Cum Dividend (or cum div) is a term that describes a company’s decision to pay out a dividend in the future. Specifically, it is when a company has declared a dividend, but has not yet paid it out to shareholders or investors. A stock purchased cum dividend means that the shareholder or investor has the right to the upcoming dividend, once it is paid out.
The process for buying stock cum dividend typically starts with a company publicly announcing that it will pay out a dividend. Investors interested in receiving the dividend will then want to buy the stock before the designated record date. This date is the point in the dividend period when the company requires investors to be officially on their share register in order to be eligible for the dividend payment.
The value of a stock is impacted by the future dividends that may be paid out. According to efficient market hypothesis, information on a particular stock dividend is publicly available, and thus is incorporated into the share price.

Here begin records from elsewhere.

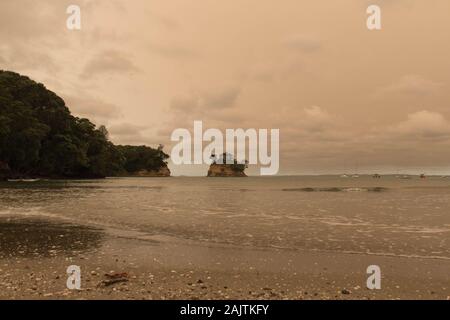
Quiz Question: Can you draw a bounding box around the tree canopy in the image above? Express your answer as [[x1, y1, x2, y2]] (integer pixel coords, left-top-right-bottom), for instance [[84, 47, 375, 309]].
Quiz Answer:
[[0, 70, 168, 178]]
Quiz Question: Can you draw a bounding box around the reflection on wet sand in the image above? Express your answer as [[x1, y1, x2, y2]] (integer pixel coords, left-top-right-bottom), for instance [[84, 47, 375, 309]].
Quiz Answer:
[[0, 218, 104, 258]]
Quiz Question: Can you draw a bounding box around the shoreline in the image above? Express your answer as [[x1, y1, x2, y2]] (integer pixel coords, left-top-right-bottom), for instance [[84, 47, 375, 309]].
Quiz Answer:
[[0, 218, 450, 300]]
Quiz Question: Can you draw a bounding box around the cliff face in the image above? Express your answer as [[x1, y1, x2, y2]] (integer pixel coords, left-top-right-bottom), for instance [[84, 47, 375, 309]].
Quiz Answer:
[[132, 167, 170, 177], [208, 164, 247, 177]]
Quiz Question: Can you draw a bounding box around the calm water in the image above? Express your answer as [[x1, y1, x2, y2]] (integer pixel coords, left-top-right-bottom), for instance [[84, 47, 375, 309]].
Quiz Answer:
[[0, 176, 450, 259]]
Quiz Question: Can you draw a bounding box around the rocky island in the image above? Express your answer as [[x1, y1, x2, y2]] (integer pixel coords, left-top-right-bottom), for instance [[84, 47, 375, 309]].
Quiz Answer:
[[208, 153, 248, 177], [0, 70, 170, 180]]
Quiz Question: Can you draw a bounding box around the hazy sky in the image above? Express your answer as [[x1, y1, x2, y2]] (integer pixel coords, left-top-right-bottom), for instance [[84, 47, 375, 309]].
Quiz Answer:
[[0, 0, 450, 175]]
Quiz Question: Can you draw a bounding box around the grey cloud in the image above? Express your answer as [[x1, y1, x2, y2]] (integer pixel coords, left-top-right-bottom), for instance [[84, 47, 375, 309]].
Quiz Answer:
[[63, 94, 121, 120], [148, 43, 198, 59], [282, 35, 322, 53], [375, 75, 444, 97], [81, 50, 140, 78]]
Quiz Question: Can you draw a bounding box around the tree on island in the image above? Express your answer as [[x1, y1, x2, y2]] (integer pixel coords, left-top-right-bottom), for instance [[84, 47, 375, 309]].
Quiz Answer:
[[210, 152, 248, 172], [0, 70, 169, 178]]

Therefore, a stock purchased cum dividend may display a higher share price than a stock purchased ex-dividend (without dividend). In this case, a buyer may still receive the dividend due to their purchase, while the seller of the stock misses out and doesn’t receive the dividend.

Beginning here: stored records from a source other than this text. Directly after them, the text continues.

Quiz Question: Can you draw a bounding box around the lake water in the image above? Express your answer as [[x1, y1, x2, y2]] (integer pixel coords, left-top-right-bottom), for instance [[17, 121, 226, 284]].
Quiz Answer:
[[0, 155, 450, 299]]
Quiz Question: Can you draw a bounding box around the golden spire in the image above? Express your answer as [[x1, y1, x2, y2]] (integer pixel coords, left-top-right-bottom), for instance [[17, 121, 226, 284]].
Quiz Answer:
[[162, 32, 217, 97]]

Cum dividend stocks are typically attractive investments for income investors, since they guarantee that you’ll get the dividend once it is paid out. The important thing to remember is that investors must purchase a stock cum dividend before the designated record date to receive the upcoming dividend. Cum dividend stock purchases are open to everyone, including individual investors, institutional investors, and mutual funds.
The process for buying stock cum dividend typically starts with a company publicly announcing that it will pay out a dividend. Investors interested in receiving the dividend will then want to buy the stock before the designated record date. This date is the point in the dividend period when the company requires investors to be officially on their share register in order to be eligible for the dividend payment.
The value of a stock is impacted by the future dividends that may be paid out. According to efficient market hypothesis, information on a particular stock dividend is publicly available, and thus is incorporated into the share price. Therefore, a stock purchased cum dividend may display a higher share price than a stock purchased ex-dividend (without dividend). In this case, a buyer may still receive the dividend due to their purchase, while the seller of the stock misses out and doesn’t receive the dividend.
Cum dividend stocks are typically attractive investments for income investors, since they guarantee that you’ll get the dividend once it is paid out. The important thing to remember is that investors must purchase a stock cum dividend before the designated record date to receive the upcoming dividend. Cum dividend stock purchases are open to everyone, including individual investors, institutional investors, and mutual funds.